Entertaining, as we do, this view of the true construction and meaning of the statute, we are bound to say to you, that the levy and description, made and returned by the sheriff, are valid and sufficient in law, and that the plaintiff's objection on this ground, can not avail him in this case.
It is contended by the counsel for the defendant that the several pieces or parcels of land, purchased by James A. Harris at different times, and from different persons, and of which he died seized, and which are delineated on the plots which have been submitted to you, adjoined each other, and constituted in fact one tract of land, and were so held by James A. Harris at the time of his decease. On the other hand, the counsel for the plaintiffs contends that these several pieces or parcels did not so adjoin each other as to constitute one tract, but were distinct and separate parcels, and were so held by Mr. Harris at the time of his death.
It will be for you, gentleman of the jury, to determine from the evidence before you, which of these two propositions or positions, is the true one; for upon the solution of the question, involved in these propositions, must depend your verdict.
The description of the land levied on, as recited in the Venditioni Exponas, and set out in the sheriff's deed — namely "No. 2, a certain tract or parcel of land situate in Dagsboro Hd. and county of Sussex, containing 140 acres, more or less, and no improvements, adjoining lands of Joseph Kollock and others, a part of which is cypress swamp," is sufficient to cover and include all the lands of which James A. Harris died seized situate in Dagsboro Hundred in this County, which adjoined lands of Joseph Kollock and others, upon which, at the time of the levy, there were no improvements, and a part of which was a cypress swamp.
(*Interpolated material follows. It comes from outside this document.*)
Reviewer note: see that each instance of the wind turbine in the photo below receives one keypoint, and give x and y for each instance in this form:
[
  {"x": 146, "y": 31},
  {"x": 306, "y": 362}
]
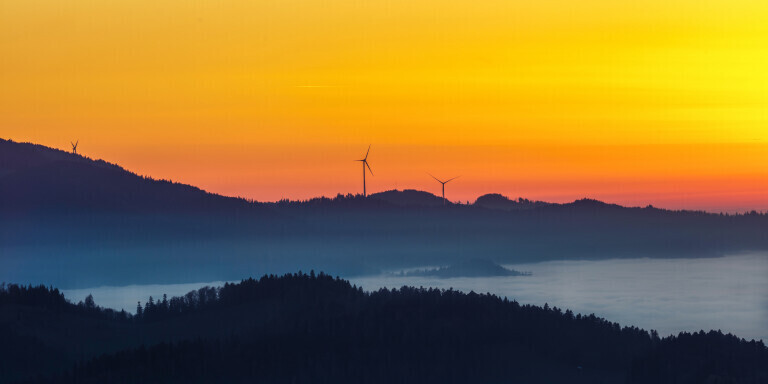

And the fact, that the tract contained more than 140 acres will not, of itself, vitiate or avoid the sale; and the purchaser, the defendant in the case, is entitled to all the lands which are fairly included in the description contained in the levy, although the quantity may exceed 140 acres. For where a tract of land is put up and sold as such by the sheriff, that is, sold as a tract of so much land, "more or less," the purchaser takes the whole tract, without reference to the computed quantity which it is said to contain.
The question therefore you are called upon to determine according to the evidence, is, whether the land in dispute constituted an adjoining part of the lands of which James A. Harris died seized, situate in Dagsboro Hd. in this County which adjoined lands of Joseph Kollock and others. If you shall be satified from the evidence that such is the fact, then your verdict should be for the defendant.
On the other hand, if you are satisfied from the evidence, that the land in dispute did not constitute an adjoining part of the lands of which James A. Harris died seized, situate in Dagsboro Hundred in this County, which adjoined lands belonging to Joseph Kollock and others, your verdict should be in favor of the plaintiffs.